Improving vacuum/VM/etc

Started by Jim Nasbyover 10 years ago4 messages
#1Jim Nasby
Jim.Nasby@BlueTreble.com

I mentioned this idea in the "other"[1]/messages/by-id/20140912135413.GK4701@eldon.alvh.no-ip.org vacuum thread [2]/messages/by-id/2011829201.2201963.1429726992897.JavaMail.yahoo@mail.yahoo.com, but I think
it got lost.

Kevin Grittner pointed out that there's a potentially huge number of
writes we incur over the life of a tuple [3]/messages/by-id/771351984.2266772.1429728671811.JavaMail.yahoo@mail.yahoo.com:

(1) WAL log the insert.
(2) Write the tuple.
(3) Hint and rewrite the tuple.
(4) WAL log the freeze of the tuple.
(5) Rewrite the frozen tuple.
(6) WAL-log the delete.
(7) Rewrite the deleted tuple.
(8) Prune and rewrite the page.
(9) Free line pointers and rewrite the page.

He mentioned that a lot of these writes could be combined if they
happened close enough together. We can further add an all-visible state
in at 3.5.

Instead of simply adding all-frozen information to the VM we could
instead store 4 different page states and potentially improve a lot of
different cleanup woes at one time.

Unfortunately, the states I came up with using existing semantics don't
look hugely useful[4]1a: All-visible What we have today. Page still needs to be visited for freeze, but has no newly inserted nor newly deleted tuples., but if we take Robert's idea and make all-visible
mean all-frozen, we can do much better:

0: Newly inserted tuples
Tracking this state allows us to aggressively set hint bits.

1: Newly deleted
There are tuples that have been deleted but not pruned. There may also
be newly inserted tuples that need hinting (state 0).

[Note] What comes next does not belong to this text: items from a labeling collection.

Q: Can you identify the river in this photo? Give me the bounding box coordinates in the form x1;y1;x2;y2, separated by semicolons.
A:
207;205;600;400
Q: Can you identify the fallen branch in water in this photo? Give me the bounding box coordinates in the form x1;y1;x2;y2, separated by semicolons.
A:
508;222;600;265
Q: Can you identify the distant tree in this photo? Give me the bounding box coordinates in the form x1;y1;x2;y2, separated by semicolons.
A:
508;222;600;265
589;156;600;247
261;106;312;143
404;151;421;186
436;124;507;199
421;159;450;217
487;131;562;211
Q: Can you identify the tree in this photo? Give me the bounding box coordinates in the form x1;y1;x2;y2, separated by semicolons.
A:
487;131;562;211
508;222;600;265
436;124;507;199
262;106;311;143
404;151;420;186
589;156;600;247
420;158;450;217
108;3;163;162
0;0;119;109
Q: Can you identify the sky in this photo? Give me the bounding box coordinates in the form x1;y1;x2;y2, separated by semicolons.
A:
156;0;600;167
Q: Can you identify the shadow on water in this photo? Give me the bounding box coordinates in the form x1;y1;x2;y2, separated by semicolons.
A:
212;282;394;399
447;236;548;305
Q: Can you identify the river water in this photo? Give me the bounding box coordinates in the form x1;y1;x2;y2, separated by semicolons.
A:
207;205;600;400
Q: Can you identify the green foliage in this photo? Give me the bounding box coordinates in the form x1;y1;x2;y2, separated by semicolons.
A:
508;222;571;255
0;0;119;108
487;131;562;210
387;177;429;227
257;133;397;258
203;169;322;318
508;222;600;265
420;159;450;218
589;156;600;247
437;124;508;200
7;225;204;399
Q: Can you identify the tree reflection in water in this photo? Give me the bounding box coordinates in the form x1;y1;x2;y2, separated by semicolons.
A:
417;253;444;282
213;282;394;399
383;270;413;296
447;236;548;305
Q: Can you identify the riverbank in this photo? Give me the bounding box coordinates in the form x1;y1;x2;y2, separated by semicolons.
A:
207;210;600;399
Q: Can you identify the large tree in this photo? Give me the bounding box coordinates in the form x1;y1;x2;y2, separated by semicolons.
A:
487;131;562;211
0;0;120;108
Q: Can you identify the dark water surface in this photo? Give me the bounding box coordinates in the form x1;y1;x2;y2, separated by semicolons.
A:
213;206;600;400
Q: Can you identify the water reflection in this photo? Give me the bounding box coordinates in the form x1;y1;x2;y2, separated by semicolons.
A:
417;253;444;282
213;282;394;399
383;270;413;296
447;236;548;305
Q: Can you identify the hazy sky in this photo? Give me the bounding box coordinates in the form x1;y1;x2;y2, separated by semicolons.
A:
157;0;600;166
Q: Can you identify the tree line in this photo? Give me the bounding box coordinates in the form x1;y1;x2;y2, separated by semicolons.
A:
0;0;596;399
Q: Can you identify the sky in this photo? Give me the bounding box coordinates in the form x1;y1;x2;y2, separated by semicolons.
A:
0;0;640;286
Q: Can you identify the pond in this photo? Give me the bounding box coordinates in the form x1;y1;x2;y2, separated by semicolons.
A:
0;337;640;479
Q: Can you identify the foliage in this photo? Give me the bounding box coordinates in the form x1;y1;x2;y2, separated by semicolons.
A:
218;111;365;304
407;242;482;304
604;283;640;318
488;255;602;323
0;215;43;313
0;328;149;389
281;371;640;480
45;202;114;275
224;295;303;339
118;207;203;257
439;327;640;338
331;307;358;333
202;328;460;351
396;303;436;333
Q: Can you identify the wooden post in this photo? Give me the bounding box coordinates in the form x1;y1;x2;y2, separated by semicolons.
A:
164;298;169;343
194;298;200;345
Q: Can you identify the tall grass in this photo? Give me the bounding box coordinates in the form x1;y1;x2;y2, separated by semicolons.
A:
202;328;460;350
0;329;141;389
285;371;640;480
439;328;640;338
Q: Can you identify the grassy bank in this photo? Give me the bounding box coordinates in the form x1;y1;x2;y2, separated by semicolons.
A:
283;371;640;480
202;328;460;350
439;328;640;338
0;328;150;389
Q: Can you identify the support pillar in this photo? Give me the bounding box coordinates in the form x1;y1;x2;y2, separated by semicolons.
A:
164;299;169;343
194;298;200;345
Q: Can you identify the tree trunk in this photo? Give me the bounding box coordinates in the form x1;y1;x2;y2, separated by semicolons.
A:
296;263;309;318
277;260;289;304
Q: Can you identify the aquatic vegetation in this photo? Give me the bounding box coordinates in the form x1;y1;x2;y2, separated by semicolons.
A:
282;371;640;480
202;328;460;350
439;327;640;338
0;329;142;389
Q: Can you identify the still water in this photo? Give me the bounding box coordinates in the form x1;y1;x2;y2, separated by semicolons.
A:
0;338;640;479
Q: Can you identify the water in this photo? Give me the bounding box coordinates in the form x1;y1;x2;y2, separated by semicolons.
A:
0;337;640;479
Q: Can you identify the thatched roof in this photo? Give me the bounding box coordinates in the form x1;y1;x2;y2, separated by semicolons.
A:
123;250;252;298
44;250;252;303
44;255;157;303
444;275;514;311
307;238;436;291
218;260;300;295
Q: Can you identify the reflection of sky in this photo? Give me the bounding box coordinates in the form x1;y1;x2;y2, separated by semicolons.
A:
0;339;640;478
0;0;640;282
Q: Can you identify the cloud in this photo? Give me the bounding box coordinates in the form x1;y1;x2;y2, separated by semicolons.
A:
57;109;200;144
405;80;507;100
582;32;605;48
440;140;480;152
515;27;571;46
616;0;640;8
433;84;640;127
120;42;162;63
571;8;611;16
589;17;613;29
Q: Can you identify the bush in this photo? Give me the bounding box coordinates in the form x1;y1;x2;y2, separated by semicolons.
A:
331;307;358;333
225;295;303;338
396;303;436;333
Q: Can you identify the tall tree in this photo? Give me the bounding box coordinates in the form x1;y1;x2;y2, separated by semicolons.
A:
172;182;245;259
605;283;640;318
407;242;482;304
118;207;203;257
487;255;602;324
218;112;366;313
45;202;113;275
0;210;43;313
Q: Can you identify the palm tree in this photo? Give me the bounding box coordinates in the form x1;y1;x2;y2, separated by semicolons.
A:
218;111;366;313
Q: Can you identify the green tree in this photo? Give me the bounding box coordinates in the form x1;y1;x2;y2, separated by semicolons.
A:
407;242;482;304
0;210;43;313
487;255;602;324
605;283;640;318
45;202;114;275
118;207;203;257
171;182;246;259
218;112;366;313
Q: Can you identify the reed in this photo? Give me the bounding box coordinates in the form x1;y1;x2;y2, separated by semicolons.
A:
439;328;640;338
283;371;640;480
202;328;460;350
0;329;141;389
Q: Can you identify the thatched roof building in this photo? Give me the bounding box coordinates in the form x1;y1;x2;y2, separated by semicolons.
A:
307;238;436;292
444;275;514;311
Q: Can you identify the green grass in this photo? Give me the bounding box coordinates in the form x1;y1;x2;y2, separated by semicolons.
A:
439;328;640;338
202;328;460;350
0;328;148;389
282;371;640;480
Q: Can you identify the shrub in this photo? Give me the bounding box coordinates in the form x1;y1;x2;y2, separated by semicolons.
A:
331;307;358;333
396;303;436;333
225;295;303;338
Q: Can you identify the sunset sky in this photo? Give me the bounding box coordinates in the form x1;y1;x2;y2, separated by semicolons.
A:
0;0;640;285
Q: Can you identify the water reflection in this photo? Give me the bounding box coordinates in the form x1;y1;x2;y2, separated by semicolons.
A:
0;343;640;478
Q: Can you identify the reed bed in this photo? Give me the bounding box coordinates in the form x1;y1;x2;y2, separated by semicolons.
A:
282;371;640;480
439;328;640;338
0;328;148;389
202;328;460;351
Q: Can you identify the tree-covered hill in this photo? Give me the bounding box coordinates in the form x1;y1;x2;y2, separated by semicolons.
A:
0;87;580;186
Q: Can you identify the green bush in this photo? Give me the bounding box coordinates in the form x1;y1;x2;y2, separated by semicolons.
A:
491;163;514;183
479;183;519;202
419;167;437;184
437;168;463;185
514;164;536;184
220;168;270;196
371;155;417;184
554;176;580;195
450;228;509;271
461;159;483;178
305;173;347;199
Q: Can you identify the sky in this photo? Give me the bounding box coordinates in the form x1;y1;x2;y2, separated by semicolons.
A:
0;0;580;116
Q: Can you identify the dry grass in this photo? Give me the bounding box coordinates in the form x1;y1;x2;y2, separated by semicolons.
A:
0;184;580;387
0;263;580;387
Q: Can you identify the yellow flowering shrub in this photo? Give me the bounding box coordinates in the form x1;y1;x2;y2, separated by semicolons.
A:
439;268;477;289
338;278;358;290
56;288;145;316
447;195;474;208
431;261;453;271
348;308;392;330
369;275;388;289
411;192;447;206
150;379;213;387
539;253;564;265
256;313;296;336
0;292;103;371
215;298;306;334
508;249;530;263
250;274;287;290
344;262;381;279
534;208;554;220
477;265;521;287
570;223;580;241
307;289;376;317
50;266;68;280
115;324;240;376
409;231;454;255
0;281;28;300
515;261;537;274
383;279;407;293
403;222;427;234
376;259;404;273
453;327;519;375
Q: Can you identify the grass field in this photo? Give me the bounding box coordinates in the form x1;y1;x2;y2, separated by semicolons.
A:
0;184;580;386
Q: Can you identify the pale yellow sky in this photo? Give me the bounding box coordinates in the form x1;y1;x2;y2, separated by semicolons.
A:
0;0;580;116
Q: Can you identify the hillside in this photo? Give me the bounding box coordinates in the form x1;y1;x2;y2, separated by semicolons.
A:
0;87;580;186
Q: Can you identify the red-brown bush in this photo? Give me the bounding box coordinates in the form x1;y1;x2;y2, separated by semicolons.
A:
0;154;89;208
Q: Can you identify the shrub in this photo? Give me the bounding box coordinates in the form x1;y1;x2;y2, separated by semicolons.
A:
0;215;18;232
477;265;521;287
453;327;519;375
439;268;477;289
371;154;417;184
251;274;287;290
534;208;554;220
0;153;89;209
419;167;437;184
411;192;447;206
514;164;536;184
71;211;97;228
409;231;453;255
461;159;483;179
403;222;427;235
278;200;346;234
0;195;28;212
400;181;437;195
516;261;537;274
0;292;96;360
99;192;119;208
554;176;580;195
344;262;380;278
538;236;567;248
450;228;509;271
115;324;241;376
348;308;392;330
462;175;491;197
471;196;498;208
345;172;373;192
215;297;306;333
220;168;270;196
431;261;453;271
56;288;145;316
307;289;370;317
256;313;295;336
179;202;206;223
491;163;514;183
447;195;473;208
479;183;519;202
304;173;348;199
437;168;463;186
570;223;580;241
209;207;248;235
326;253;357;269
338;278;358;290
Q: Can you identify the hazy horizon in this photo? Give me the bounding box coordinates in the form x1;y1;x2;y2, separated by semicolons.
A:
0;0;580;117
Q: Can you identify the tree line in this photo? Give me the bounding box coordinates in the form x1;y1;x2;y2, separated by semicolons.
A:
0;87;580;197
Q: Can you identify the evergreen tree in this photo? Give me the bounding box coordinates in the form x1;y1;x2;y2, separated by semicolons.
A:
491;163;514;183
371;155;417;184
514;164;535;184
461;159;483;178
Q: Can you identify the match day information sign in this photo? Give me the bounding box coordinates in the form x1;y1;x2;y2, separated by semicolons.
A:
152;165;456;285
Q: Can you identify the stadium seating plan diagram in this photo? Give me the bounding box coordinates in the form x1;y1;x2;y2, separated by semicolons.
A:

Similar to state 0, we'd want to be fairly aggressive with these pages,
because as soon as the deleting XID is committed and older than all
snapshots we can prune. Because we can prune without hitting indexes,
this is still a fairly cheap operation, though not as cheap as 0.

2: Fully hinted, not frozen
This is the really painful state to clean up, because we have to deal
with indexes. We must enter this state after being in 1.

3: All-visible-frozen
Every tuple on the page is visible and frozen. Pages in this state need
no maintenance at all. We might be able to enter this state directly
from state 0.

BENEFITS
This tracking should help at least 3 problems: the need to set hint bits
after insert, SELECT queries doing pruning (Simon's recent complaint),
and needing to scan an entire table for freezing.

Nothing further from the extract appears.